I pictured Zach putting his ear to the little chest to check for a heartbeat, a grateful tear coming to his eye. “How does a vet de-duct tape a snake?” I asked.
“Very carefully,” he said. “Anyway, there’s six encyclopedias on there now, to see if he can beat his record. He’s my Bench-Press Baby.”
“Well, here’s our street.”
I was right earlier, because Zach stopped and looked around. “Where the fuck am I?” he said. Then he shrugged his shoulders. “Cool.”
Zach wandered off the direction we came, and I left Courtney to an evening of video fulfillment. At home I let Dog William in, went back out front to get the mail. Up the road came Dino’s car. He parked in the driveway and got out. He had his suit on but wasn’t wearing any shoes. No socks, shoes, nothing. It was October. Way too cold for simple, barefooted pleasure.
“Dino?” I said. “Hey, did you forget something? Or is this a new bohemian phase?”
Now, Dino was usually a pretty distracted guy. But this struck me as a bit beyond his usual absentmindedness. We’re talking shoes. Not exactly something that tends to slip your mind.
This, my friends, is how quickly life can change.
A little kernel of unease planted itself inside my gut. “It doesn’t matter,” Dino said.
He slammed the car door and went inside. Something more was going on here; something was not right. I could feel this wrongness coming off him, just like you feel someone’s anger or joy. I followed him, saw him discard his tie on the floor. He paced into the kitchen, and a moment later paced back out again. I was getting a seriously eerie feeling. An uneasiness that didn’t have a name. It was his agitation. And he had this weird look in his eyes, like he was watching something I couldn’t see.
“He always knows where I am, doesn’t he?” Dino said. “He can see me wherever I am, that bastard.”
Okay, shit. Something freaky was definitely going on. My body tensed in high alert. I wanted Mom home. Creepiness was doing this dance inside my skin.

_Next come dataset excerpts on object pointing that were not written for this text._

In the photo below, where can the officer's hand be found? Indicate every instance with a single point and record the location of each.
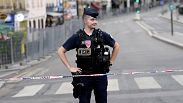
(75, 70)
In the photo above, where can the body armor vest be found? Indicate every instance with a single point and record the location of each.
(92, 56)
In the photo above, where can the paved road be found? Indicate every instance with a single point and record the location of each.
(139, 52)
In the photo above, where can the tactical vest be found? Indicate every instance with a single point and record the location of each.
(92, 56)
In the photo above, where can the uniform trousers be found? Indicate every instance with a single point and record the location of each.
(98, 84)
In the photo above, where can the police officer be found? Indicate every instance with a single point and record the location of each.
(92, 58)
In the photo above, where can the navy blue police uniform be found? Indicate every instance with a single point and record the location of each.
(96, 83)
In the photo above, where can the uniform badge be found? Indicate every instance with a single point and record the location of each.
(88, 43)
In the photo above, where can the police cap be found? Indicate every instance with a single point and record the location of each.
(91, 12)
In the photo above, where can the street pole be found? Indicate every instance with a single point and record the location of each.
(171, 22)
(77, 4)
(171, 7)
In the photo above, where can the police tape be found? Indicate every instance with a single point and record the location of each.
(91, 75)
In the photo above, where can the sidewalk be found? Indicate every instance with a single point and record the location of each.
(12, 69)
(176, 18)
(176, 39)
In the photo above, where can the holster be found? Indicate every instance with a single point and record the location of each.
(78, 86)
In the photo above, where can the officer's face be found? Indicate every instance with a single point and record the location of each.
(90, 22)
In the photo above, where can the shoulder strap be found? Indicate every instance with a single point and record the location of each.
(99, 36)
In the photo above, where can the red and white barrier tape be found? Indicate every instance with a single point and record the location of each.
(70, 76)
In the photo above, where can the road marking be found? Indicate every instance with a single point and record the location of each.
(113, 85)
(29, 90)
(178, 33)
(65, 88)
(178, 78)
(147, 83)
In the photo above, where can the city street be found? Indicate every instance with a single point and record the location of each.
(150, 71)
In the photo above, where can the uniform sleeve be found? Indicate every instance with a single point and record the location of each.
(108, 39)
(71, 43)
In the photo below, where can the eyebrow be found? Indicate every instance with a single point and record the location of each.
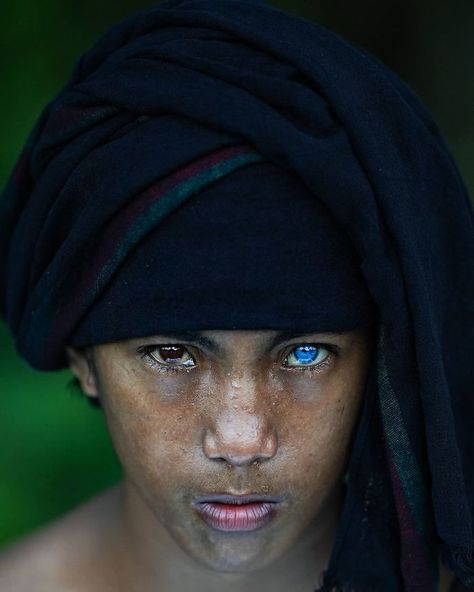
(196, 338)
(211, 345)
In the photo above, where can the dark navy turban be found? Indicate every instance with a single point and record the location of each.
(170, 109)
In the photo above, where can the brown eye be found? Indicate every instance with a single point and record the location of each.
(171, 353)
(168, 355)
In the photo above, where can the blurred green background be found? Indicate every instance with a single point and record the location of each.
(54, 450)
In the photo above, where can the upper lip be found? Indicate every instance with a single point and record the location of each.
(227, 498)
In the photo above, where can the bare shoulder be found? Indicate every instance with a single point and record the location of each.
(62, 556)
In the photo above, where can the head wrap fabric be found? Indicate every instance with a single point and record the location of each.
(192, 78)
(253, 250)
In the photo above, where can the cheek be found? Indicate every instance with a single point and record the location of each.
(155, 440)
(318, 435)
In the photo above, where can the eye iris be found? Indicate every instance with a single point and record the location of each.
(171, 353)
(306, 354)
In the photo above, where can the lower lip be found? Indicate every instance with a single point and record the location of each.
(237, 518)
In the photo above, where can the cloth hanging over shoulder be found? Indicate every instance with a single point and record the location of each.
(207, 86)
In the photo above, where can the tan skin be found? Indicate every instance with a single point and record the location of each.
(235, 412)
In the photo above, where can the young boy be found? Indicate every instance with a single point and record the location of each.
(249, 244)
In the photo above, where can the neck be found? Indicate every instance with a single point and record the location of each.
(151, 560)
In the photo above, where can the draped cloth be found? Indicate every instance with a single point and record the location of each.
(178, 96)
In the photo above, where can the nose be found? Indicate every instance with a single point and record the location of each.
(241, 432)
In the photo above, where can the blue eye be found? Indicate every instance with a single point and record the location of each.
(306, 355)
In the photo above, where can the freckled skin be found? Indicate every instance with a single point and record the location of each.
(238, 422)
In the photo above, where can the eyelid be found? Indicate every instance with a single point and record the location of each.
(333, 350)
(145, 352)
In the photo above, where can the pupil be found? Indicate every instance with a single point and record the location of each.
(306, 354)
(171, 353)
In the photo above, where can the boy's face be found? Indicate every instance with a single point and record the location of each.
(238, 413)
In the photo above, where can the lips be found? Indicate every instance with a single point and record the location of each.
(229, 513)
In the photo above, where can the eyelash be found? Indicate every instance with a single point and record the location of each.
(145, 352)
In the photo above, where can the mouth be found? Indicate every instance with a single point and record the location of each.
(236, 513)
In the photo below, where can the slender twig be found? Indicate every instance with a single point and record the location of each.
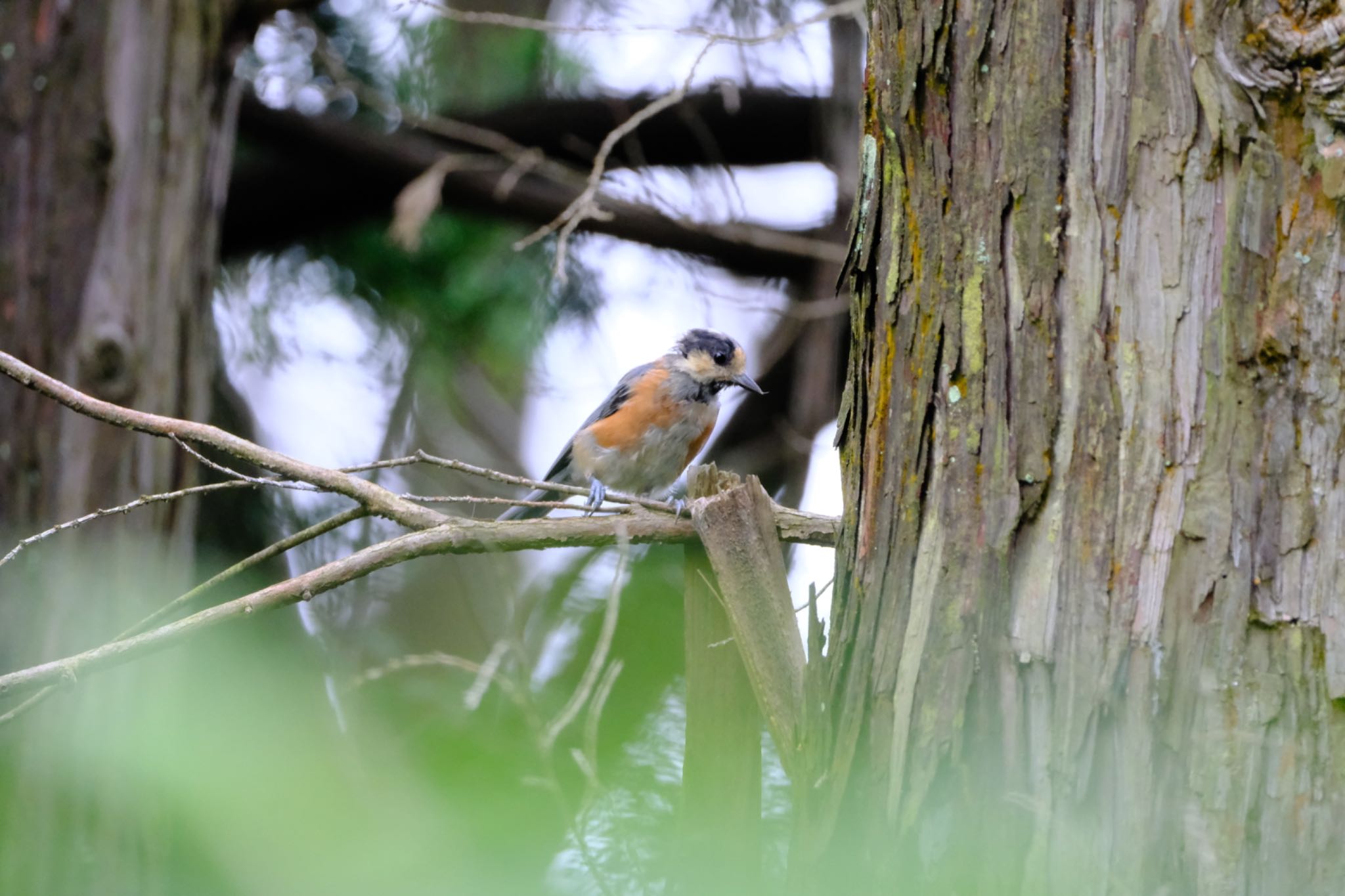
(195, 489)
(477, 499)
(584, 205)
(424, 661)
(525, 23)
(599, 657)
(121, 508)
(242, 477)
(377, 499)
(472, 699)
(455, 536)
(242, 566)
(595, 715)
(509, 479)
(246, 563)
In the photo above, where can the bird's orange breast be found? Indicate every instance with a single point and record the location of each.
(649, 406)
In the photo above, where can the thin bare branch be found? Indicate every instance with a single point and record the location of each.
(242, 477)
(454, 536)
(486, 675)
(509, 479)
(477, 499)
(121, 508)
(377, 499)
(423, 661)
(585, 206)
(242, 566)
(525, 23)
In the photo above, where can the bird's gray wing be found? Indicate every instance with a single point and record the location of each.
(558, 471)
(615, 399)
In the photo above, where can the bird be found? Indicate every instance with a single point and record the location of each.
(657, 419)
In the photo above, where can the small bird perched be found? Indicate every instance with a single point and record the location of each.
(653, 423)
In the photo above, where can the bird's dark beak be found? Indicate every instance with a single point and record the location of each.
(747, 382)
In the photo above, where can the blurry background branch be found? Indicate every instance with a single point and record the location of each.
(284, 188)
(439, 535)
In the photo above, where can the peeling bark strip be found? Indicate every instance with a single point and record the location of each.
(1090, 593)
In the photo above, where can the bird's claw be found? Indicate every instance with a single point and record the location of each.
(598, 494)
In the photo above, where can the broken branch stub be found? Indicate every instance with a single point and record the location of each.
(739, 532)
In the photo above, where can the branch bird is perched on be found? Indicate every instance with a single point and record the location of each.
(653, 423)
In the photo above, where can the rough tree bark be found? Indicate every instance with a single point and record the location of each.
(1087, 630)
(115, 144)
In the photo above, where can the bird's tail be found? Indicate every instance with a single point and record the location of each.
(530, 513)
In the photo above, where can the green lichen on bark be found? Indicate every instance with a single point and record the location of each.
(1088, 612)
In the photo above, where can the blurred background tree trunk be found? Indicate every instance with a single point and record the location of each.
(1086, 634)
(116, 135)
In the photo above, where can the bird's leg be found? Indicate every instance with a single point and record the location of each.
(598, 492)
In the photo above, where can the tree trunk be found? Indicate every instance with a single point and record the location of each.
(115, 144)
(1087, 628)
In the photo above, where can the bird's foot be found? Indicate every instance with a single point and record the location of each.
(598, 492)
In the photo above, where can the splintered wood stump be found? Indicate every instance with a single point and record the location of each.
(744, 661)
(721, 770)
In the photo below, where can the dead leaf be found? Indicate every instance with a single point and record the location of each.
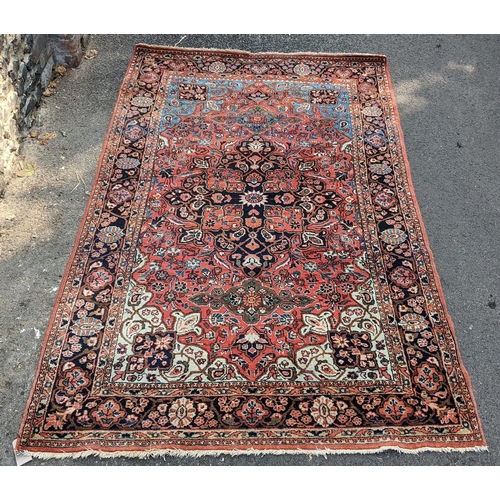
(91, 54)
(60, 70)
(27, 171)
(48, 136)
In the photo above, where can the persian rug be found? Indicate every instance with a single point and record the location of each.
(252, 273)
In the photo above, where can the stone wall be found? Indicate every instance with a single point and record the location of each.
(26, 66)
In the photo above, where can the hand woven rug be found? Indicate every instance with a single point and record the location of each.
(252, 273)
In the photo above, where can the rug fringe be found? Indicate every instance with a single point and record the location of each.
(250, 451)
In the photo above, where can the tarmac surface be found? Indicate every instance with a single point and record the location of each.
(447, 91)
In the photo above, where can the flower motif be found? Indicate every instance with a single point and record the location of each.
(380, 168)
(396, 410)
(74, 380)
(412, 322)
(428, 377)
(324, 411)
(193, 264)
(99, 278)
(110, 234)
(252, 412)
(393, 236)
(127, 163)
(403, 276)
(108, 413)
(86, 326)
(253, 198)
(217, 67)
(142, 102)
(302, 69)
(182, 412)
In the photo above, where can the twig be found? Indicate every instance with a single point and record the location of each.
(458, 244)
(182, 38)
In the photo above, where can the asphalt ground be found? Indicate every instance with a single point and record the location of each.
(446, 88)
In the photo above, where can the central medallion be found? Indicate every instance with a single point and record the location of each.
(254, 200)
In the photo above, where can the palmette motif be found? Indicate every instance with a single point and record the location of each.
(252, 273)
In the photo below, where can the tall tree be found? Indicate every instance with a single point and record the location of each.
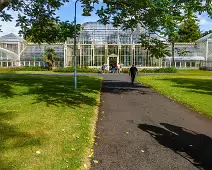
(206, 33)
(57, 32)
(189, 30)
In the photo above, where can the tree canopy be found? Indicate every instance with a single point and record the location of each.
(189, 30)
(56, 33)
(161, 16)
(206, 33)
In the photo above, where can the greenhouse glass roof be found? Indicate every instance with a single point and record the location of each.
(96, 33)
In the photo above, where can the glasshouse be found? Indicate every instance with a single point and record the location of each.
(99, 44)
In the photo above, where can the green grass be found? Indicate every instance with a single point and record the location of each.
(44, 123)
(193, 91)
(194, 73)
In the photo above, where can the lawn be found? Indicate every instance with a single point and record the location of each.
(193, 91)
(194, 73)
(44, 123)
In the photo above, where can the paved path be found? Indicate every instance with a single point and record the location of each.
(139, 129)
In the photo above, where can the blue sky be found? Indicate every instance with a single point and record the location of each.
(67, 13)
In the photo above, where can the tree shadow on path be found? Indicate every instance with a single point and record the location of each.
(194, 147)
(119, 87)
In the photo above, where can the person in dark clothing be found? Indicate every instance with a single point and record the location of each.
(132, 73)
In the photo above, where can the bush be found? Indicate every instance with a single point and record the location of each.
(79, 70)
(125, 70)
(160, 70)
(205, 68)
(23, 68)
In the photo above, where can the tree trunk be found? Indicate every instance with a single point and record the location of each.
(4, 4)
(173, 62)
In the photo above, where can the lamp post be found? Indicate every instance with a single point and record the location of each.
(75, 42)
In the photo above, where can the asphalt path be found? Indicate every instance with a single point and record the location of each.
(139, 129)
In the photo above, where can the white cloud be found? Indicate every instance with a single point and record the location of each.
(9, 27)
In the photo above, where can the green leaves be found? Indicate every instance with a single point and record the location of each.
(156, 47)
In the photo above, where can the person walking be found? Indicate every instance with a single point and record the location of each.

Dino strode into his office, shut the door with a click. The house was quiet except for Dog William huh, huh, huhing beside me. I was glad for his presence—at least I wasn’t completely alone. I had one of those inexplicable moments where I looked at Dog William and he looked at me, and I decided that dogs really had superior knowledge to humans, held the secrets to the universe, only they couldn’t speak. It’s an idea you quickly discard after you see them chew underwear, but right then I felt better thinking one of us understood what the hell was going on.
And then suddenly the silence was shattered. Sorry for the cliché, but that’s what happened. Shattered, with the sudden frenzy of the violin, the sound of someone sawing open a tree and finding all of life and death pouring out.
“Wow,” I said aloud. “Jesus.”
He didn’t tune first. That was what I realized. Not tuning was like a surgeon not snapping on his gloves. Like, well, going out without first putting on your shoes.
It was the first time he’d played in months and months. But this wasn’t just playing. This was unzipping your skin and spilling out your soul. I had a selfish thought then. Actually, it was kind of a prayer to anyone who might be listening and interested. Please, I begged. Don’t let Dino be crazy when Ian Waters comes.